Sikap masyarakat untuk Ibu Pertiwi
Tantangan masyarakat Indonesia dalam penanggulangan bencana di masa mendatang akan semakin berat. Potensi bencana alam dapat datang kapan saja, tidak ada yang bisa mengetahuinya. Seyogianya dalam menjaga dan merawat alam bukanlah tanggung jawab pemerintah ataupun instansi terkait saja, namun juga menjadi tanggung jawab masyarakat Indonesia. Hal ini juga tertuang dalam UUD 1945 pasal 27 Ayat 3 yang mengharuskan masyarakat Indonesia ikut andil dalam membela negara.
Merawat dan menjaga alam ini selayaknya merawat dan menjaga rumah sendiri. Jika alam kita mengalami kerusakan, tentu membuat tidak nyaman. Kalau rumah masih bisa diperbaiki, tapi jika alam yang rusak? Lantas jika rumah kita rusak siapa yang harus bertanggung jawab untuk memperbaikinya? Tentu orang yang tinggal, dan belum tentu pemilik rumah. Hal ini sama dengan alam ini, bukan Sang Pencipta bumi inilah yang harus bertanggung jawab, melainkan manusia yang menempatinya. Sudahkah kita seperti itu?
Semoga dengan pemaparan data di atas, membelalakkan mata kita. Keadaan alam ibu pertiwi kini sangat mengkhawatirkan. Salah satu faktornya adalah manusia sebagai penghuni alam ini patut dijadikan tanda tanya besar, bagaimana menjaga alam ini? Karena kejadian tanah longsor seperti ini merupakan gangguan serius terhadap kehidupan masyarakat. Kejadian yang bisa menyebabkan kerugian baik dari segi ekonomi maupun lingkungan bahkan sampai menghilangkan nyawa.

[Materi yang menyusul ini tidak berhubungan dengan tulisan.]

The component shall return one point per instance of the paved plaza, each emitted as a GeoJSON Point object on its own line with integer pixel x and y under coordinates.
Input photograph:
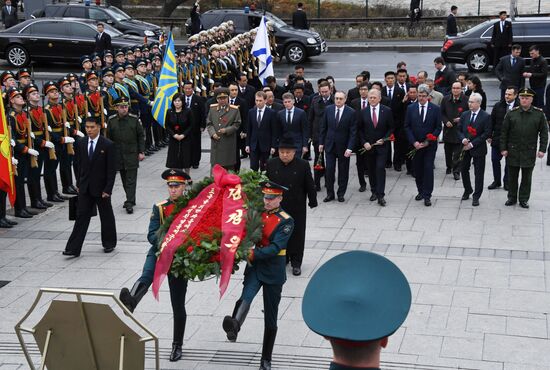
{"type": "Point", "coordinates": [478, 276]}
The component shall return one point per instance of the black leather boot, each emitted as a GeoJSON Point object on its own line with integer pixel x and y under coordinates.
{"type": "Point", "coordinates": [267, 348]}
{"type": "Point", "coordinates": [232, 324]}
{"type": "Point", "coordinates": [132, 298]}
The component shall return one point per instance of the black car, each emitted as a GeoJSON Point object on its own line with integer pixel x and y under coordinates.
{"type": "Point", "coordinates": [296, 45]}
{"type": "Point", "coordinates": [55, 40]}
{"type": "Point", "coordinates": [473, 47]}
{"type": "Point", "coordinates": [110, 15]}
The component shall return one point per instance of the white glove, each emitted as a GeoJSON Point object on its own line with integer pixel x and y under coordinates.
{"type": "Point", "coordinates": [33, 152]}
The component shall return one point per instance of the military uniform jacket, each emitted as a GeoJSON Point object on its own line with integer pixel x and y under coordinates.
{"type": "Point", "coordinates": [129, 138]}
{"type": "Point", "coordinates": [520, 131]}
{"type": "Point", "coordinates": [224, 150]}
{"type": "Point", "coordinates": [269, 262]}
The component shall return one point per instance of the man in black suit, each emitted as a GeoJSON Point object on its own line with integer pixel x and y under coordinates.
{"type": "Point", "coordinates": [338, 129]}
{"type": "Point", "coordinates": [423, 120]}
{"type": "Point", "coordinates": [95, 176]}
{"type": "Point", "coordinates": [475, 128]}
{"type": "Point", "coordinates": [299, 18]}
{"type": "Point", "coordinates": [293, 123]}
{"type": "Point", "coordinates": [375, 127]}
{"type": "Point", "coordinates": [102, 40]}
{"type": "Point", "coordinates": [452, 30]}
{"type": "Point", "coordinates": [196, 104]}
{"type": "Point", "coordinates": [502, 37]}
{"type": "Point", "coordinates": [9, 14]}
{"type": "Point", "coordinates": [261, 134]}
{"type": "Point", "coordinates": [509, 70]}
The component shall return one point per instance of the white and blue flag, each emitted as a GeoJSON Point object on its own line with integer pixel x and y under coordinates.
{"type": "Point", "coordinates": [262, 51]}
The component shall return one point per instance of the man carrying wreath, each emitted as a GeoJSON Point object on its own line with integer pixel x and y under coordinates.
{"type": "Point", "coordinates": [266, 269]}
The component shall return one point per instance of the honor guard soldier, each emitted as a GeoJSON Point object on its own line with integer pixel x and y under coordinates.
{"type": "Point", "coordinates": [523, 126]}
{"type": "Point", "coordinates": [266, 269]}
{"type": "Point", "coordinates": [176, 181]}
{"type": "Point", "coordinates": [45, 148]}
{"type": "Point", "coordinates": [58, 135]}
{"type": "Point", "coordinates": [356, 300]}
{"type": "Point", "coordinates": [23, 150]}
{"type": "Point", "coordinates": [126, 131]}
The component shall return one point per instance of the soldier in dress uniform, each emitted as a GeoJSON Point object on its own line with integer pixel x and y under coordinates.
{"type": "Point", "coordinates": [126, 131]}
{"type": "Point", "coordinates": [356, 300]}
{"type": "Point", "coordinates": [222, 123]}
{"type": "Point", "coordinates": [266, 269]}
{"type": "Point", "coordinates": [176, 180]}
{"type": "Point", "coordinates": [523, 126]}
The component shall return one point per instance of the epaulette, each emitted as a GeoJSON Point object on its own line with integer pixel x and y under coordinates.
{"type": "Point", "coordinates": [284, 215]}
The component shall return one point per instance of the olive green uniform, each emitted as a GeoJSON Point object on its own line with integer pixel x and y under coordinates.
{"type": "Point", "coordinates": [520, 131]}
{"type": "Point", "coordinates": [129, 138]}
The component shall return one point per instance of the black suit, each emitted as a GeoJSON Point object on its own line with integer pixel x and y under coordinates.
{"type": "Point", "coordinates": [299, 20]}
{"type": "Point", "coordinates": [376, 156]}
{"type": "Point", "coordinates": [94, 177]}
{"type": "Point", "coordinates": [337, 137]}
{"type": "Point", "coordinates": [102, 43]}
{"type": "Point", "coordinates": [260, 138]}
{"type": "Point", "coordinates": [482, 125]}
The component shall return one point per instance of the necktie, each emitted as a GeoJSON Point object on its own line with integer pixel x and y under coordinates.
{"type": "Point", "coordinates": [91, 150]}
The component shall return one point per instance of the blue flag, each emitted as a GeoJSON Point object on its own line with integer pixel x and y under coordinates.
{"type": "Point", "coordinates": [168, 83]}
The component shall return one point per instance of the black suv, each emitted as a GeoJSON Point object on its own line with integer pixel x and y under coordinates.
{"type": "Point", "coordinates": [296, 45]}
{"type": "Point", "coordinates": [107, 14]}
{"type": "Point", "coordinates": [473, 47]}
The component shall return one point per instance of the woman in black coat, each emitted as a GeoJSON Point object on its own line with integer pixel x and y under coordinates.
{"type": "Point", "coordinates": [179, 125]}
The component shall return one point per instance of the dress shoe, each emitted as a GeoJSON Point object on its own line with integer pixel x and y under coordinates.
{"type": "Point", "coordinates": [176, 353]}
{"type": "Point", "coordinates": [70, 254]}
{"type": "Point", "coordinates": [466, 195]}
{"type": "Point", "coordinates": [23, 214]}
{"type": "Point", "coordinates": [4, 224]}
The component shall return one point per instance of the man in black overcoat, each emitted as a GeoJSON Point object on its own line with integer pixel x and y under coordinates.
{"type": "Point", "coordinates": [294, 173]}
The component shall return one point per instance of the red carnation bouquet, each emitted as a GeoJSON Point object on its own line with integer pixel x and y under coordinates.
{"type": "Point", "coordinates": [429, 138]}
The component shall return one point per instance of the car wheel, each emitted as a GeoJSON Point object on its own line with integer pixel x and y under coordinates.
{"type": "Point", "coordinates": [295, 53]}
{"type": "Point", "coordinates": [17, 56]}
{"type": "Point", "coordinates": [478, 61]}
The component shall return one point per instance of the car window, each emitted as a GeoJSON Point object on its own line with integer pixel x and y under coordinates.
{"type": "Point", "coordinates": [98, 15]}
{"type": "Point", "coordinates": [81, 30]}
{"type": "Point", "coordinates": [75, 12]}
{"type": "Point", "coordinates": [49, 28]}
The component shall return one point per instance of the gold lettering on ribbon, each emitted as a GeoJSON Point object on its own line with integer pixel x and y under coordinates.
{"type": "Point", "coordinates": [236, 217]}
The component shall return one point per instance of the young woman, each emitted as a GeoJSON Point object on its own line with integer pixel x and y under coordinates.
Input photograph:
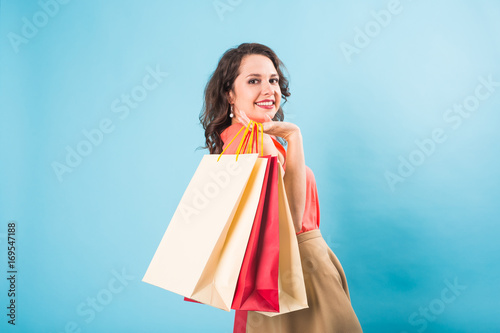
{"type": "Point", "coordinates": [249, 84]}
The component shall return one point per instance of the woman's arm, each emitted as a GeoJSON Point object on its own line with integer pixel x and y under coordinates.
{"type": "Point", "coordinates": [295, 175]}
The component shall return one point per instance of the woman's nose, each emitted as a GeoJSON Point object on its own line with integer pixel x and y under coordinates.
{"type": "Point", "coordinates": [267, 88]}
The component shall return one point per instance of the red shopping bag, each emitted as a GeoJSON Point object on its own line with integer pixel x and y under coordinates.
{"type": "Point", "coordinates": [257, 287]}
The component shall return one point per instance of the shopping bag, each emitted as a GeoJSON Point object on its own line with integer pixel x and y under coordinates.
{"type": "Point", "coordinates": [292, 290]}
{"type": "Point", "coordinates": [201, 252]}
{"type": "Point", "coordinates": [257, 287]}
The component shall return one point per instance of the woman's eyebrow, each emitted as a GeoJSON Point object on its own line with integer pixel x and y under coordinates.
{"type": "Point", "coordinates": [256, 74]}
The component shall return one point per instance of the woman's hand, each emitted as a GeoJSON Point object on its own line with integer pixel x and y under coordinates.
{"type": "Point", "coordinates": [282, 129]}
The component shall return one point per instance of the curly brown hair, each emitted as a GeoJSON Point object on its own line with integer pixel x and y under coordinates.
{"type": "Point", "coordinates": [215, 112]}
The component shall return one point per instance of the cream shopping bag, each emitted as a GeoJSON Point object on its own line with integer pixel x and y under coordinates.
{"type": "Point", "coordinates": [201, 252]}
{"type": "Point", "coordinates": [291, 286]}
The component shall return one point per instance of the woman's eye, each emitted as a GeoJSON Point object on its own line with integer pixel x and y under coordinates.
{"type": "Point", "coordinates": [252, 81]}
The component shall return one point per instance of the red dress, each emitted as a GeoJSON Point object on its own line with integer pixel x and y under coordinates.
{"type": "Point", "coordinates": [310, 220]}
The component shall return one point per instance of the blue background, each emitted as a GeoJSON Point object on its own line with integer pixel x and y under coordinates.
{"type": "Point", "coordinates": [401, 243]}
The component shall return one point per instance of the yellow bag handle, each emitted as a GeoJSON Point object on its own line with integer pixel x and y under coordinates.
{"type": "Point", "coordinates": [249, 127]}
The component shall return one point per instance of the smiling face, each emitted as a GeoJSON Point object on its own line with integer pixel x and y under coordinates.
{"type": "Point", "coordinates": [256, 89]}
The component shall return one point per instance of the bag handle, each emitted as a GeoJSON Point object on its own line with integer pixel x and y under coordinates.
{"type": "Point", "coordinates": [248, 134]}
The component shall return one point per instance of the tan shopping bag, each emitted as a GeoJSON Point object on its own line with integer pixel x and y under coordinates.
{"type": "Point", "coordinates": [201, 252]}
{"type": "Point", "coordinates": [291, 286]}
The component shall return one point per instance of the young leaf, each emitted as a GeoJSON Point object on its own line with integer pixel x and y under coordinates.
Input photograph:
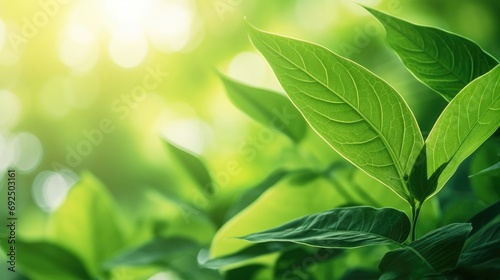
{"type": "Point", "coordinates": [270, 108]}
{"type": "Point", "coordinates": [468, 120]}
{"type": "Point", "coordinates": [193, 165]}
{"type": "Point", "coordinates": [435, 253]}
{"type": "Point", "coordinates": [354, 111]}
{"type": "Point", "coordinates": [42, 260]}
{"type": "Point", "coordinates": [159, 250]}
{"type": "Point", "coordinates": [88, 223]}
{"type": "Point", "coordinates": [443, 61]}
{"type": "Point", "coordinates": [250, 252]}
{"type": "Point", "coordinates": [348, 227]}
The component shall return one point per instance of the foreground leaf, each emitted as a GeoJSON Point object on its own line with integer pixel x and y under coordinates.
{"type": "Point", "coordinates": [468, 120]}
{"type": "Point", "coordinates": [443, 61]}
{"type": "Point", "coordinates": [348, 227]}
{"type": "Point", "coordinates": [88, 223]}
{"type": "Point", "coordinates": [158, 250]}
{"type": "Point", "coordinates": [270, 108]}
{"type": "Point", "coordinates": [354, 111]}
{"type": "Point", "coordinates": [42, 260]}
{"type": "Point", "coordinates": [193, 165]}
{"type": "Point", "coordinates": [248, 253]}
{"type": "Point", "coordinates": [435, 253]}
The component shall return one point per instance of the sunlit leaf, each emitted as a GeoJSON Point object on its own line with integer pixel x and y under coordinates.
{"type": "Point", "coordinates": [443, 61]}
{"type": "Point", "coordinates": [348, 227]}
{"type": "Point", "coordinates": [435, 253]}
{"type": "Point", "coordinates": [193, 165]}
{"type": "Point", "coordinates": [468, 120]}
{"type": "Point", "coordinates": [271, 109]}
{"type": "Point", "coordinates": [42, 260]}
{"type": "Point", "coordinates": [247, 253]}
{"type": "Point", "coordinates": [357, 113]}
{"type": "Point", "coordinates": [88, 223]}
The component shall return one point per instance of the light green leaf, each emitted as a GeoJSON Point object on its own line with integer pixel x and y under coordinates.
{"type": "Point", "coordinates": [193, 165]}
{"type": "Point", "coordinates": [155, 251]}
{"type": "Point", "coordinates": [42, 260]}
{"type": "Point", "coordinates": [354, 111]}
{"type": "Point", "coordinates": [348, 227]}
{"type": "Point", "coordinates": [468, 120]}
{"type": "Point", "coordinates": [251, 252]}
{"type": "Point", "coordinates": [435, 253]}
{"type": "Point", "coordinates": [269, 108]}
{"type": "Point", "coordinates": [490, 171]}
{"type": "Point", "coordinates": [88, 223]}
{"type": "Point", "coordinates": [443, 61]}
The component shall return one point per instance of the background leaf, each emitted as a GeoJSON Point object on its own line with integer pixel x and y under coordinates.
{"type": "Point", "coordinates": [193, 166]}
{"type": "Point", "coordinates": [468, 120]}
{"type": "Point", "coordinates": [436, 252]}
{"type": "Point", "coordinates": [271, 109]}
{"type": "Point", "coordinates": [43, 260]}
{"type": "Point", "coordinates": [443, 61]}
{"type": "Point", "coordinates": [348, 227]}
{"type": "Point", "coordinates": [356, 112]}
{"type": "Point", "coordinates": [88, 223]}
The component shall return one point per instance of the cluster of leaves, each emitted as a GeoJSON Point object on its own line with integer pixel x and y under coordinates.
{"type": "Point", "coordinates": [367, 122]}
{"type": "Point", "coordinates": [364, 120]}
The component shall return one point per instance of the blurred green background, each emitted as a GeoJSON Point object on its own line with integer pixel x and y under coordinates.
{"type": "Point", "coordinates": [93, 87]}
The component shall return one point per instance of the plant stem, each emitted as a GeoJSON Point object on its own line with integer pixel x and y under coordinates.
{"type": "Point", "coordinates": [415, 211]}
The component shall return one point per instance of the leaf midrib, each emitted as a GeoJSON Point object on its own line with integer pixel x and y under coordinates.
{"type": "Point", "coordinates": [384, 140]}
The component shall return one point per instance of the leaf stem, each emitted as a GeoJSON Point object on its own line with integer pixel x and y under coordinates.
{"type": "Point", "coordinates": [415, 212]}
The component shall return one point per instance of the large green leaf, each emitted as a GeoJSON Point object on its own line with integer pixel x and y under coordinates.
{"type": "Point", "coordinates": [354, 111]}
{"type": "Point", "coordinates": [158, 250]}
{"type": "Point", "coordinates": [348, 227]}
{"type": "Point", "coordinates": [271, 109]}
{"type": "Point", "coordinates": [435, 253]}
{"type": "Point", "coordinates": [443, 61]}
{"type": "Point", "coordinates": [193, 165]}
{"type": "Point", "coordinates": [88, 223]}
{"type": "Point", "coordinates": [42, 260]}
{"type": "Point", "coordinates": [251, 252]}
{"type": "Point", "coordinates": [468, 120]}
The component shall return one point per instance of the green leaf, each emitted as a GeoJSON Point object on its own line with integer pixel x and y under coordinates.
{"type": "Point", "coordinates": [354, 111]}
{"type": "Point", "coordinates": [88, 223]}
{"type": "Point", "coordinates": [193, 165]}
{"type": "Point", "coordinates": [348, 227]}
{"type": "Point", "coordinates": [269, 108]}
{"type": "Point", "coordinates": [435, 253]}
{"type": "Point", "coordinates": [251, 252]}
{"type": "Point", "coordinates": [43, 260]}
{"type": "Point", "coordinates": [159, 250]}
{"type": "Point", "coordinates": [468, 120]}
{"type": "Point", "coordinates": [493, 170]}
{"type": "Point", "coordinates": [443, 61]}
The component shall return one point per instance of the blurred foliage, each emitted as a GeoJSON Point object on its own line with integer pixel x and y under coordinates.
{"type": "Point", "coordinates": [89, 90]}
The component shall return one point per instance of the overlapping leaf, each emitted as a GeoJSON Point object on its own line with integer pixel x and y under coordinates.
{"type": "Point", "coordinates": [271, 109]}
{"type": "Point", "coordinates": [348, 227]}
{"type": "Point", "coordinates": [443, 61]}
{"type": "Point", "coordinates": [468, 120]}
{"type": "Point", "coordinates": [353, 110]}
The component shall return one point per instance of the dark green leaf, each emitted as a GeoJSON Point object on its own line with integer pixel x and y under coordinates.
{"type": "Point", "coordinates": [269, 108]}
{"type": "Point", "coordinates": [468, 120]}
{"type": "Point", "coordinates": [193, 165]}
{"type": "Point", "coordinates": [342, 228]}
{"type": "Point", "coordinates": [245, 272]}
{"type": "Point", "coordinates": [435, 253]}
{"type": "Point", "coordinates": [253, 251]}
{"type": "Point", "coordinates": [443, 61]}
{"type": "Point", "coordinates": [354, 111]}
{"type": "Point", "coordinates": [42, 260]}
{"type": "Point", "coordinates": [158, 250]}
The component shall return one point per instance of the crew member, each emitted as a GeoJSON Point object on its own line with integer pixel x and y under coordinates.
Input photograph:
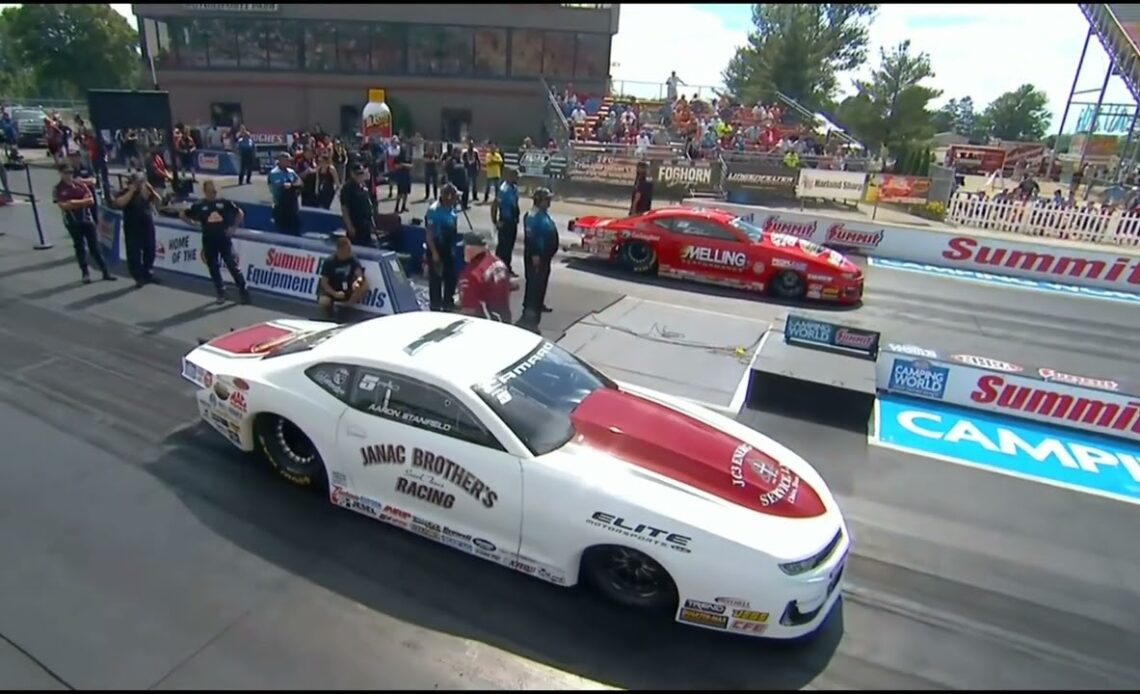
{"type": "Point", "coordinates": [137, 202]}
{"type": "Point", "coordinates": [76, 203]}
{"type": "Point", "coordinates": [642, 199]}
{"type": "Point", "coordinates": [441, 223]}
{"type": "Point", "coordinates": [540, 243]}
{"type": "Point", "coordinates": [485, 286]}
{"type": "Point", "coordinates": [218, 219]}
{"type": "Point", "coordinates": [358, 209]}
{"type": "Point", "coordinates": [284, 186]}
{"type": "Point", "coordinates": [247, 156]}
{"type": "Point", "coordinates": [342, 282]}
{"type": "Point", "coordinates": [505, 218]}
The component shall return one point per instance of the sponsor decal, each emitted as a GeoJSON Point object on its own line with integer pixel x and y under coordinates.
{"type": "Point", "coordinates": [711, 607]}
{"type": "Point", "coordinates": [1048, 403]}
{"type": "Point", "coordinates": [717, 258]}
{"type": "Point", "coordinates": [986, 362]}
{"type": "Point", "coordinates": [750, 615]}
{"type": "Point", "coordinates": [641, 532]}
{"type": "Point", "coordinates": [918, 377]}
{"type": "Point", "coordinates": [695, 617]}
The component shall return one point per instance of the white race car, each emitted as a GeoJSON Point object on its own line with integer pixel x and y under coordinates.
{"type": "Point", "coordinates": [494, 441]}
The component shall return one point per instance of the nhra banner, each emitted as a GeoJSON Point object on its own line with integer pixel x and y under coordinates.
{"type": "Point", "coordinates": [760, 174]}
{"type": "Point", "coordinates": [841, 186]}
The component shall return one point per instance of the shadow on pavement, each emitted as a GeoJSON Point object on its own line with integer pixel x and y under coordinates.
{"type": "Point", "coordinates": [415, 580]}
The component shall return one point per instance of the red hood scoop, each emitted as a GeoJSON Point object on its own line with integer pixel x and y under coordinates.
{"type": "Point", "coordinates": [680, 447]}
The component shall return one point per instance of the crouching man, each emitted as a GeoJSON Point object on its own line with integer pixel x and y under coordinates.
{"type": "Point", "coordinates": [342, 282]}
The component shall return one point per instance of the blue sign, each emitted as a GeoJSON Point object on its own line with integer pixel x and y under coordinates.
{"type": "Point", "coordinates": [808, 332]}
{"type": "Point", "coordinates": [918, 377]}
{"type": "Point", "coordinates": [1032, 451]}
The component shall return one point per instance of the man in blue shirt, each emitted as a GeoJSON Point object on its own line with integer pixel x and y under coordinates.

Selalu ada hikmah di balik sebuah bencana, agar kita selalu ramah dan bersahabat dengan alam dan lingkungan. Sejatinya alam dan lingkungan yang kita pijak adalah sahabat dalam menjalankan kehidupan. Alam kita kaya, dan menyimpan banyak hal yang siap untuk kita. Siapa lagi yang bisa memberdayaan kalau bukan kita? Maka, bersikaplah dengan bijak agar Ibu Pertiwi tidak lagi lara.